Find a substring in a stream without storing the substring as plain text

Suppose I have a large data stream (for example, incoming packets from the network) and I want to determine if this data contains a certain substring. There are several string search algorithms , but they require the algorithm to know the plain text string they are looking for.

Let's say the string you're looking for is a password and you don't want to store it as plain text in this search app. However, it will appear as plain text in the stream. For example, you can store the hash and length of the password. Then, for each byte in the stream, check if the next length byte data from stream hash to password hash is, you have a likely match.

This way, you can determine if the password was in the stream without knowing the password. However, hashing once per byte is not fast / efficient.

Maybe there is a clever algorithm that could find a plain text password in a stream without knowing the plain text password directly (and instead a non-reversible equivalent). Alternatively, could a low quality version of the password be used, with the risk of false positives? For example, if the search application knew only half of the password (in plain text), it might, with some error, discover the full password without knowing it.

thank

PS This question comes from a hypothetical discussion I had with some friends about warning you if your password was found in plain text on the net.

+3


source to share


2 answers


You can use a low-entropy rolling hash to preview each byte, so for a lg cost of k bits of entropy, you reduce the number of calls to the cryptographic hash by a factor of k.



+3


source


SAT is an NP-hard problem. Suppose your password is n characters long. If you could find a way to make a large enough SAT instance that

  • used a contiguous sequence of m> = n bytes from the data stream as its 8th input bits, and
  • output pin 1 if and only if the bits present on its inputs contain your password starting at an offset that is a multiple of 8 bits

and then, "working" with that SAT instance as a schema, you have a password detector that is (at least potentially) very difficult to "invert".

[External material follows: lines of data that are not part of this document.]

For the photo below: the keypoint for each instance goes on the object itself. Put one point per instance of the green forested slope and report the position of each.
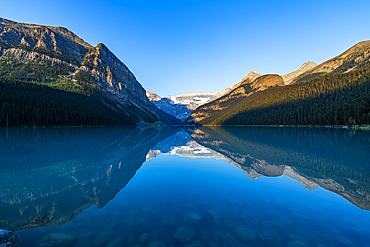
(335, 99)
(31, 104)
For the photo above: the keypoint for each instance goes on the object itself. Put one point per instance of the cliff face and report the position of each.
(181, 106)
(248, 79)
(50, 39)
(206, 113)
(114, 77)
(288, 78)
(48, 48)
(356, 57)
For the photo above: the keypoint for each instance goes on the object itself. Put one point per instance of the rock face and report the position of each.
(181, 106)
(205, 113)
(52, 39)
(248, 79)
(288, 78)
(356, 57)
(58, 46)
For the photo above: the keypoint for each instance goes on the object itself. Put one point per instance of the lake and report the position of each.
(210, 187)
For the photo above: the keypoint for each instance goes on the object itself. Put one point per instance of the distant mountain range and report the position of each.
(181, 106)
(49, 76)
(335, 92)
(57, 58)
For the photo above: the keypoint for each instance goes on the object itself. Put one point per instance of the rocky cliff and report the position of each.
(288, 78)
(356, 57)
(206, 113)
(181, 106)
(248, 79)
(68, 56)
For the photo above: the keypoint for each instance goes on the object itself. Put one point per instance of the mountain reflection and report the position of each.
(48, 176)
(335, 159)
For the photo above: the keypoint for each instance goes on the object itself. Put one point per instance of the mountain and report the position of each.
(181, 106)
(209, 112)
(356, 57)
(56, 57)
(339, 97)
(248, 79)
(288, 78)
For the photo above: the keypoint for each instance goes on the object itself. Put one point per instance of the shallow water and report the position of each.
(171, 187)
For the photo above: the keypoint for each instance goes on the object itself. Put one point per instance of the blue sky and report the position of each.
(179, 46)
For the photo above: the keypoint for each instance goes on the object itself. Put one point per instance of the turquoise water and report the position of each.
(175, 187)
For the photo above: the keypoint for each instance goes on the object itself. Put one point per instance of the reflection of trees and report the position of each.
(51, 175)
(332, 158)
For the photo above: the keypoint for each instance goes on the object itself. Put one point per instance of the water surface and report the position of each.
(174, 187)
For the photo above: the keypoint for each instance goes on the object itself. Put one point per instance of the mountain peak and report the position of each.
(288, 78)
(252, 75)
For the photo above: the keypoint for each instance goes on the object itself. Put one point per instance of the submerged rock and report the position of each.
(344, 241)
(56, 240)
(214, 216)
(140, 226)
(116, 243)
(157, 244)
(168, 220)
(7, 238)
(194, 244)
(245, 235)
(297, 244)
(81, 241)
(230, 241)
(143, 238)
(184, 235)
(270, 238)
(99, 240)
(193, 218)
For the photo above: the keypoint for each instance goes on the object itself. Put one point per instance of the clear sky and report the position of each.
(183, 46)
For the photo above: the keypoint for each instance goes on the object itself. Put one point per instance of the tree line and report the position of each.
(336, 99)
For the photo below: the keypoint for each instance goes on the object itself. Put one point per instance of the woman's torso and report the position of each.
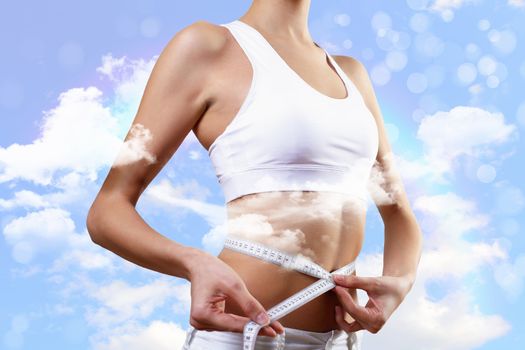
(328, 227)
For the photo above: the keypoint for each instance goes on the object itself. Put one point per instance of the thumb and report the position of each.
(352, 281)
(250, 306)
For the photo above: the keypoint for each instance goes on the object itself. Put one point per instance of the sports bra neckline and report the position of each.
(339, 71)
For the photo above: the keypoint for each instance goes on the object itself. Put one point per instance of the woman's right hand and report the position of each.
(212, 282)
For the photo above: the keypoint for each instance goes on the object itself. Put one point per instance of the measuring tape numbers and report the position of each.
(295, 262)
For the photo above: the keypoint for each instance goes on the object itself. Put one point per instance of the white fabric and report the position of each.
(287, 135)
(296, 339)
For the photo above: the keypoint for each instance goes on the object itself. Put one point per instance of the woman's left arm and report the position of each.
(403, 237)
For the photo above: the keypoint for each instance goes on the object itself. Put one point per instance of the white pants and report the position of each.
(295, 339)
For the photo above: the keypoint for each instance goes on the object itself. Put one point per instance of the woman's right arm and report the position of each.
(174, 99)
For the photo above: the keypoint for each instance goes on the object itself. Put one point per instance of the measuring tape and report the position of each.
(295, 262)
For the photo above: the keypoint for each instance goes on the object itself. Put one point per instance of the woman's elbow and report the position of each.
(92, 224)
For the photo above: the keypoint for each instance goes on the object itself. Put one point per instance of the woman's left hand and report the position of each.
(385, 294)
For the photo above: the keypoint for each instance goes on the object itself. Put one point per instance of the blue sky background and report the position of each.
(449, 77)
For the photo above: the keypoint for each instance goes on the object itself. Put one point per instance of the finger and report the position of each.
(269, 331)
(354, 327)
(277, 326)
(249, 305)
(340, 319)
(371, 284)
(356, 311)
(347, 327)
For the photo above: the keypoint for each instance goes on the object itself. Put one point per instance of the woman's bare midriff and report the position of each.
(326, 227)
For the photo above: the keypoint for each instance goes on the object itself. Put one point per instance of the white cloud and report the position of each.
(464, 130)
(157, 335)
(122, 302)
(35, 232)
(453, 321)
(444, 5)
(516, 3)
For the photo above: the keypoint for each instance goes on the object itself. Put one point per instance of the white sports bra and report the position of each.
(288, 136)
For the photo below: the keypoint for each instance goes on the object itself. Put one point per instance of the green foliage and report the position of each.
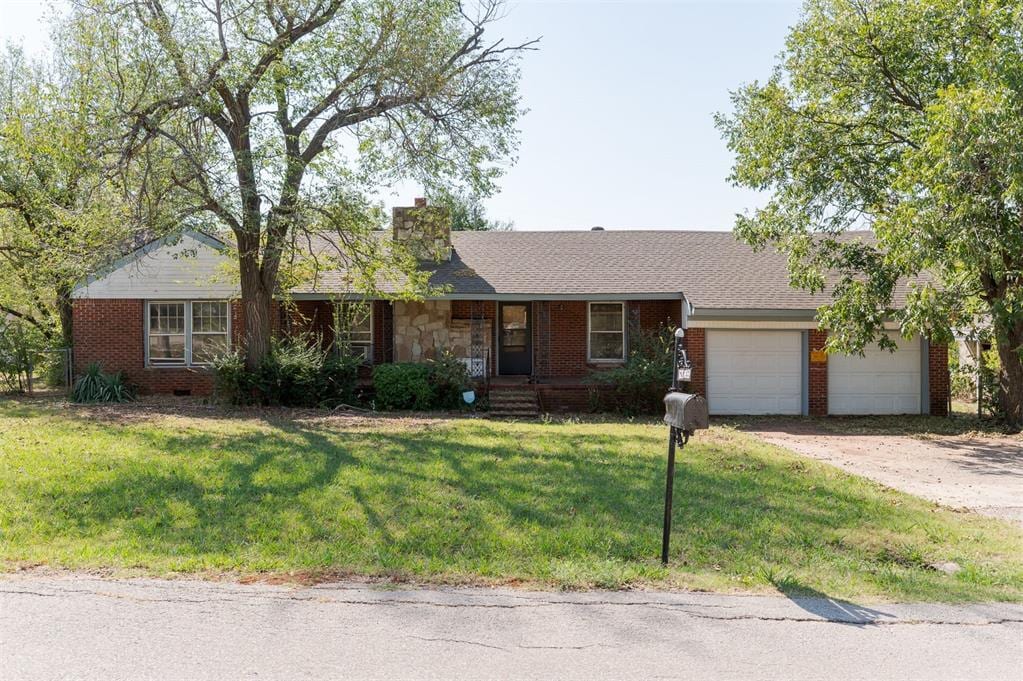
(286, 116)
(901, 116)
(437, 383)
(95, 386)
(639, 384)
(403, 386)
(295, 373)
(465, 211)
(990, 386)
(63, 211)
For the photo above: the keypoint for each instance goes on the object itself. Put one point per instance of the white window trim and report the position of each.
(589, 315)
(367, 344)
(187, 363)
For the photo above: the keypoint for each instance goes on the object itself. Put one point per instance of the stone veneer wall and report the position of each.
(421, 329)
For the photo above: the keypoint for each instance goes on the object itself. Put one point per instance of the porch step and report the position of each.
(514, 403)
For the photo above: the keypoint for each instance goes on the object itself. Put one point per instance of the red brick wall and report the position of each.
(695, 343)
(817, 376)
(567, 355)
(112, 332)
(654, 314)
(314, 317)
(566, 339)
(383, 331)
(939, 381)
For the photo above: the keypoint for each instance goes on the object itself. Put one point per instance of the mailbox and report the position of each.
(685, 412)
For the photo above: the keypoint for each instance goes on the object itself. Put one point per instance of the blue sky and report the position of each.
(621, 98)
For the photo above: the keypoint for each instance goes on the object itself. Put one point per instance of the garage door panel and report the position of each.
(879, 382)
(754, 372)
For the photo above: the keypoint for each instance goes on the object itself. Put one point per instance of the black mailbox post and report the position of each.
(684, 414)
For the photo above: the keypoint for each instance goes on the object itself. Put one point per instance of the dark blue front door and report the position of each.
(515, 339)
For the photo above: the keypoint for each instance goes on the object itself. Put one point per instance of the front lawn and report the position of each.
(559, 504)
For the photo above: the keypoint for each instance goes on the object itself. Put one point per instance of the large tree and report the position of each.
(62, 209)
(286, 114)
(904, 117)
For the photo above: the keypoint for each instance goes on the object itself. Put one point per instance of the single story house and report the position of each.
(540, 309)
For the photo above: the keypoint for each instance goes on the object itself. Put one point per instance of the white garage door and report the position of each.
(881, 382)
(754, 372)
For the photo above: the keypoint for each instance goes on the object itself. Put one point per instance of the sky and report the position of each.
(621, 97)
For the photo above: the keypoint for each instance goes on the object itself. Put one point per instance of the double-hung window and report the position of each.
(186, 332)
(607, 331)
(354, 329)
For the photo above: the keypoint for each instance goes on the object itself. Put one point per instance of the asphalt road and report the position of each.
(84, 628)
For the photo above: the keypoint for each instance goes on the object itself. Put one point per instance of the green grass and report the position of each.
(559, 504)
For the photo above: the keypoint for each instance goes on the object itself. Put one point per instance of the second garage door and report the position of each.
(754, 372)
(880, 382)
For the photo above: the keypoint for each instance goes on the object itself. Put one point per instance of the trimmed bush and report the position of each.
(437, 383)
(639, 384)
(295, 373)
(450, 379)
(403, 386)
(94, 386)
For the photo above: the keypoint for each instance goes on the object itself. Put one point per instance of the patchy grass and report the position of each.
(958, 424)
(559, 504)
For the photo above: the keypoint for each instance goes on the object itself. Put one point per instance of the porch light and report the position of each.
(684, 414)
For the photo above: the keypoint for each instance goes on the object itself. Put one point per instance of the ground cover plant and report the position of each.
(561, 504)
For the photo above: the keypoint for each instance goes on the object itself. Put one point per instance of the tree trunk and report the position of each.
(65, 314)
(1010, 343)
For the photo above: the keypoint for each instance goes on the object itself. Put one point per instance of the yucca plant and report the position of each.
(94, 386)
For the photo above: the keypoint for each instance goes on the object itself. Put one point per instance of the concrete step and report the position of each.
(515, 414)
(513, 399)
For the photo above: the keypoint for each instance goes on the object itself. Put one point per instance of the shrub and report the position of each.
(17, 344)
(232, 382)
(639, 384)
(404, 386)
(94, 386)
(290, 372)
(295, 373)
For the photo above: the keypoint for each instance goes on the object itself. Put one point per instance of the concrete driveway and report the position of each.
(84, 628)
(983, 473)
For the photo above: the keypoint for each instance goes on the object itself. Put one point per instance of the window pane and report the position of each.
(210, 317)
(167, 348)
(607, 346)
(606, 317)
(208, 346)
(355, 322)
(167, 317)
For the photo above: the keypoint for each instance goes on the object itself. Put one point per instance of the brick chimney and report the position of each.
(425, 229)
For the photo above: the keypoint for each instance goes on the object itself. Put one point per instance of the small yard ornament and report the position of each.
(684, 413)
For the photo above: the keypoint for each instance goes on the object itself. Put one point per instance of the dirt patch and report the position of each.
(981, 472)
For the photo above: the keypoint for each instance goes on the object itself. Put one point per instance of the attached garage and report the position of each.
(879, 382)
(754, 371)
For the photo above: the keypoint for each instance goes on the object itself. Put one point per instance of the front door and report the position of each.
(516, 341)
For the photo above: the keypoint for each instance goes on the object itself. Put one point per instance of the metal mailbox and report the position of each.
(685, 412)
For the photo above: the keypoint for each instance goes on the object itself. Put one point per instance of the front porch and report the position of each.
(544, 347)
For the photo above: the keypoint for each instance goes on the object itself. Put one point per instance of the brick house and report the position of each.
(540, 310)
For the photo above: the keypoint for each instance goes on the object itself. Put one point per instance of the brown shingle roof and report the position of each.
(713, 269)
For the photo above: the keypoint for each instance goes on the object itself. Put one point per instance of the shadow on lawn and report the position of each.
(313, 498)
(823, 605)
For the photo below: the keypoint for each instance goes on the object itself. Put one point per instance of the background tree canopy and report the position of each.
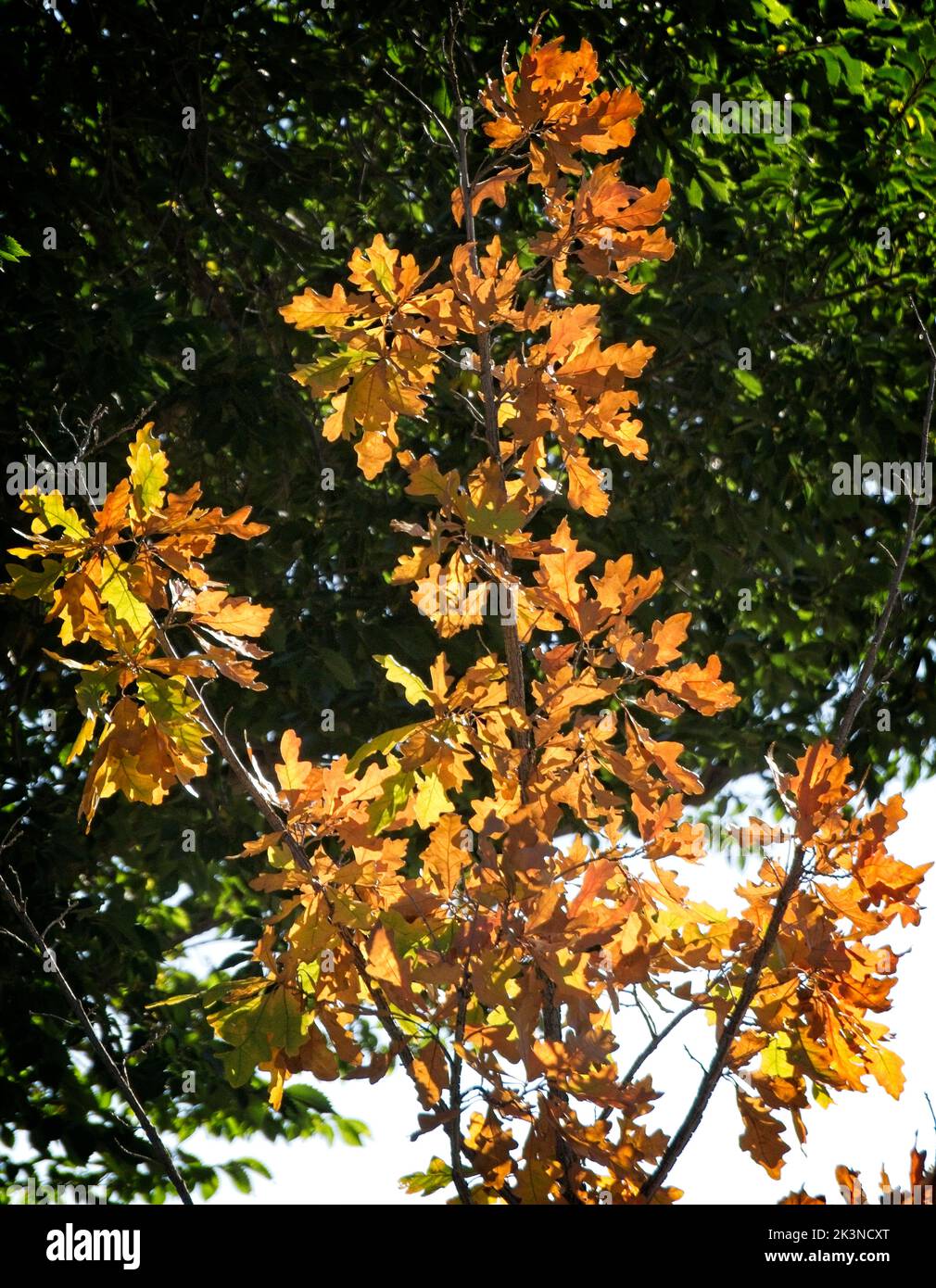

In a sense, what you want is the opposite of boolean logic minimization . You want the largest, hairy path (ideal for some theoretically grounded notions of size and hairiness :)) that computes the truth table. It's easy enough to think of ways to keep the original CNF boolean formula, for example, if you have two clauses A and B, you can always safely add a new clause consisting of all literals in either A or B, but it's probably much more difficult to come up with ways to express the formula in such a way as to confuse the modern SAT solver, as much research has begun to make these programs super efficient at finding and using all kinds of structure in a problem.

One possible way to inject "complications" is to make circuit computation functions that are difficult to compute, such as divisions or square roots, and then check the results for equality in addition to the original inputs. For example, instead of having the schema just check what X[1 .. 8n] = YOUR_PASSWORD

, check what X[1 .. 8n] = YOUR_PASSWORD AND sqrt(X[1 .. 8n]) = sqrt(YOUR_PASSWORD)

. If the SAT solver is smart enough to "see" that the first test implies the second, then it can immediately discard all sentences matching the second - but since everything is presented at a very low level with sentences, this ratio (Hopefully, as I said , modern SAT solvers are pretty amazing) are well hidden. I guess it is better to choose functions like sqrt () that are not one-to-one for integers: this could potentially trigger a SAT solution to waste time exploring seemingly promising (but ultimately wrong) solutions.